Recordé a Ambrose queriéndonos convencer a Carmit y a mí de que no había tiempo para nada, pero apremiándonos para que llegáramos al destino. Ahora, yo no veía momento para ir a las granjas, para visitar al doctor Montórfano, para hablar con Ricard. ¿El camposanto? ¡El camposanto! ¡La escuela! Tantos lugares quedaban por ver, tantos rincones había dejado para más tarde… Lo cierto es que cada segundo me apartaba de Aleth; cada segundo era, quizá, el último segundo del que disponer para encontrarla. Pero debía dejar mis esperanzas en cuarentena: no podía ni debía hacer esperar a Carmit. Ella estaría arrellanada en su sillón, con algún bello relato pendiente de acomodar ante mí, con alguna historia o vivencia digna de entretenerme, con algún consejo rebuscado sólo para mi persona. Mientras, la suave música del gramófono intentaría llenar los vacíos no deseados de su existencia. Mi estimada Carmit…

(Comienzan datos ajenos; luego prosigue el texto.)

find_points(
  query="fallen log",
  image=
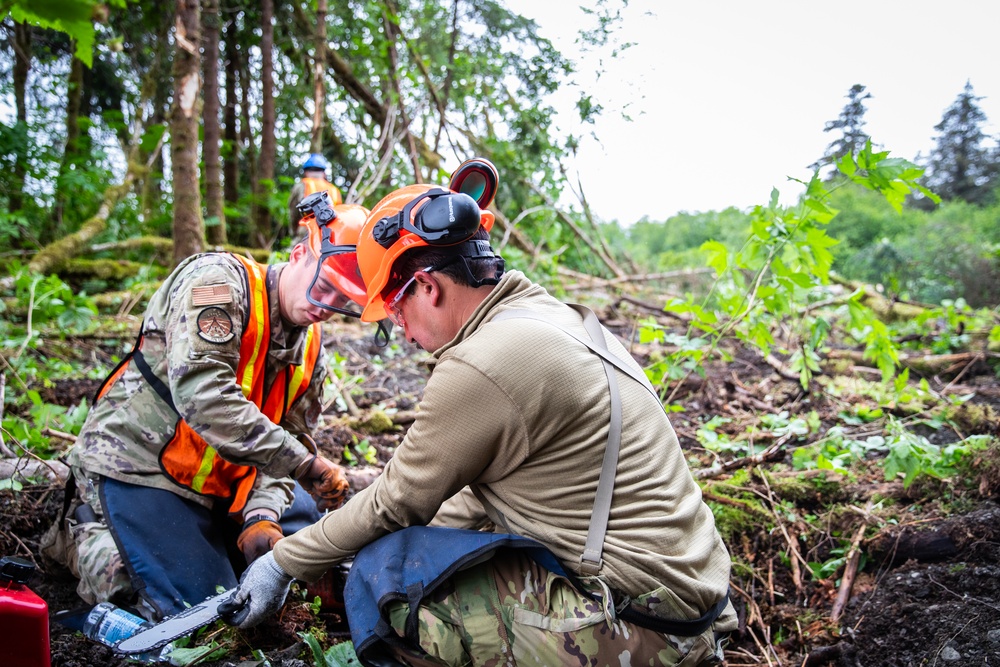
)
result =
(925, 364)
(924, 546)
(25, 468)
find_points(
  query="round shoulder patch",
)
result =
(215, 325)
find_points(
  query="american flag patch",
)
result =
(211, 295)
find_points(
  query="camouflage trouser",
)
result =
(511, 611)
(88, 549)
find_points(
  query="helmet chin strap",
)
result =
(383, 332)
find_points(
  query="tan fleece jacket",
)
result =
(520, 411)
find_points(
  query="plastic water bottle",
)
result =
(109, 625)
(24, 617)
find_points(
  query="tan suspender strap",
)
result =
(590, 561)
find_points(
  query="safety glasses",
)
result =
(337, 280)
(393, 299)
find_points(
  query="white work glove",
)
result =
(263, 589)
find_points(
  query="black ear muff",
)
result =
(386, 231)
(448, 219)
(477, 178)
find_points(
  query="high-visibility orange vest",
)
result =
(190, 461)
(312, 185)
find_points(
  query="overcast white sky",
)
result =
(728, 98)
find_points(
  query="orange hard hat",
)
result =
(333, 243)
(412, 217)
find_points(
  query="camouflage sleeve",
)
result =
(271, 494)
(204, 324)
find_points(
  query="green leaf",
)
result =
(846, 165)
(72, 17)
(718, 256)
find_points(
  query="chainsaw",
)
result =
(184, 623)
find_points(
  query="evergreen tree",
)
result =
(960, 166)
(850, 124)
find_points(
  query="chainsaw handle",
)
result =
(232, 612)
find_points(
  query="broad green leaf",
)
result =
(718, 256)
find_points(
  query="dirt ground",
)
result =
(927, 591)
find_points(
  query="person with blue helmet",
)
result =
(313, 179)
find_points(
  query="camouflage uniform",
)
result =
(512, 430)
(511, 611)
(128, 427)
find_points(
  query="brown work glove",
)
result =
(259, 535)
(326, 483)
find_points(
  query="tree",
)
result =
(22, 65)
(212, 157)
(189, 228)
(960, 166)
(850, 124)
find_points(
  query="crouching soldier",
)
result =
(197, 456)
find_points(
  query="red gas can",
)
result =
(24, 617)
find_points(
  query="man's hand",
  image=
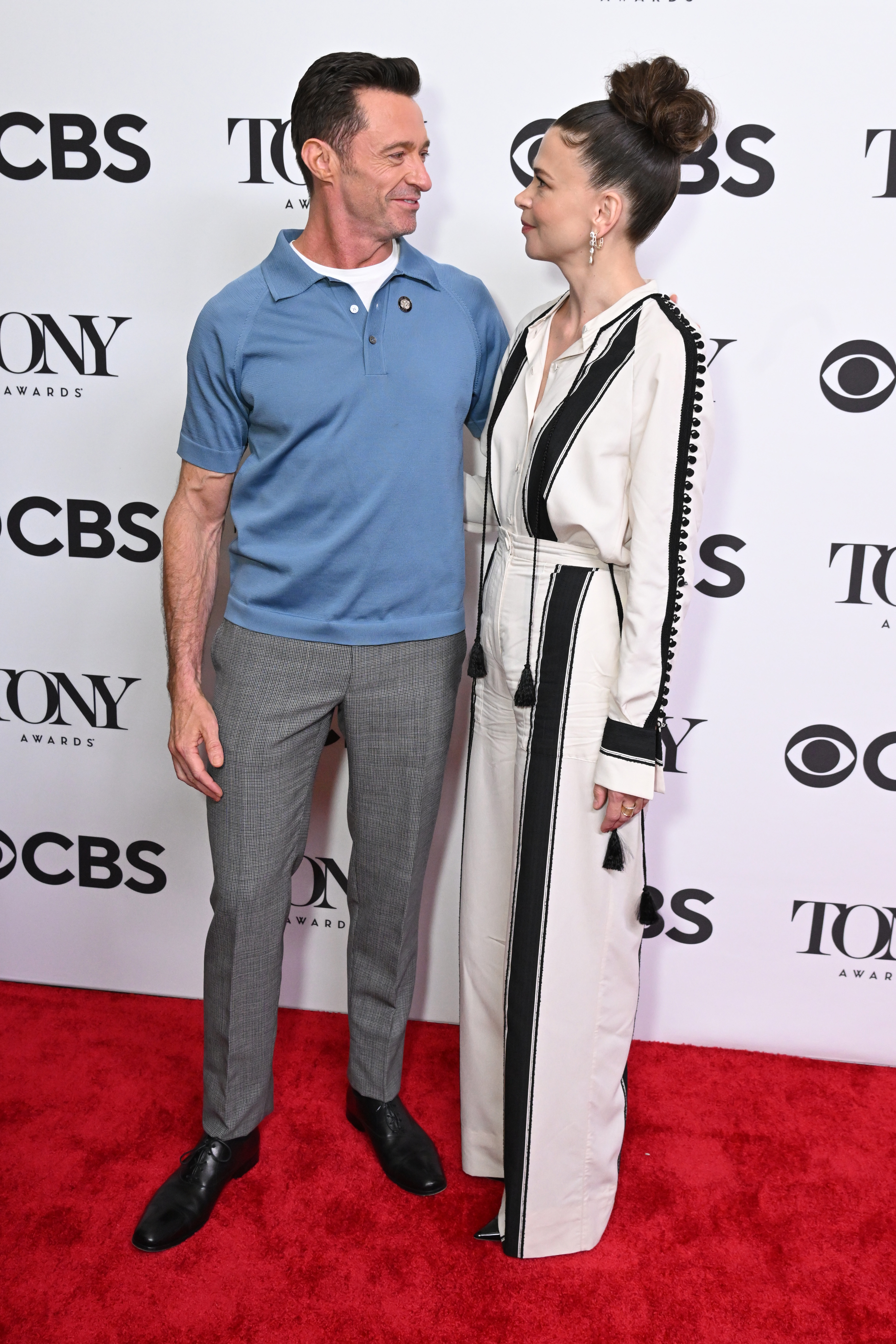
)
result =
(194, 724)
(191, 542)
(621, 807)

Quería correr, correr en todas direcciones… Necesitaba escapar de mí. Necesitaba reencontrarme conmigo, con Carmit, con la vida… Pero continuaba anclado al pie de la verja, con la mirada quieta, fijada, clavada en el jardín oscurecido, en el camino que llevaba a la puerta de entrada de la casa, en las ventanas clausuradas, en la nada, en la nada…
Quizá pasaran sólo unos minutos o quizá algunas horas. Desplazada mi conciencia del tiempo real, vino a mi cabeza aquel viejo e incesante sonido que se afondaba en ella con desfachatez, aquel incesante sonido primitivo, aquel salvaje sonido que osaba ahora apoderarse por completo de los pensamientos: ffffáaaabuloooo…, ffffáaaabuloooo…, ffffáaaabuloooo…
¿Pero qué absurdo, qué irracional motivo hizo que pasara por alto La Coveta? ¿Qué provocó que, sin olvidarme de ella, la dejara apartada de mi camino? Mi pretensión era haber vuelto sobre mis pasos, retomar la búsqueda después de visitar las tres calas hermanas. ¿Por qué nos arriesgamos a no consumar nuestros objetivos? ¿Por qué? ¿Por qué había desechado aquel lugar sin pretenderlo? ¿Por qué no somos capaces de acordar con nuestro yo más profundo el cometido de lo que por fundamental nos puede confundir la mente? ¿Es qué sentía algún temor? Pero no podía seguir pensando, ya nada importaba… La incoherencia del presente se envolvía en el terror del futuro, en la veracidad del pasado. Eché a correr, como tantas veces, como siempre, como siempre: enfebrecido, tan agitado como las olas que se llevaron a Sibi. Y en la crudeza de unos pensamientos que no poseía se mantuvo mi mente, sin darse descanso, sin tregua, sin permitirse una leve suspensión de su turbulencia: ffffáaaabuloooo…, ffffáaaabuloooo…, ffffáaaabuloooo… Llegué a La Coveta exhausto pero anhelante.
Otra vez sobre las olas.
Tú sobre las olas.
Al mar, al mar regresaste.
¡Amor del mar!
Allí, en La Coveta, encontré el futuro, encontré el futuro hecho presente, encontré la verdad. Aleth surgió ante mí: innegable, auténtica, durable, tal y como se mostraba los «sábados milagrosos» cuando me era concedido el privilegio de poderla contemplar largamente. Yacía en el espeso lecho de espuma que las aguas y el viento habían preparado para ella. Fábulo la mecía, la acunaba en un suave vaivén paternal. La fría luz de la tarde de un último invierno se hundía en sus mejillas; su cabello oscuro ondeaba en toda su largura; sus ropas, casi desprendidas del delgado cuerpo, dejaban apreciar la lividez de la piel. Sí, Aleth apareció ante mí: innegable, auténtica, durable, allí donde Sibi un día se perdió, allí donde un día comenzó «mi auténtica nueva vida».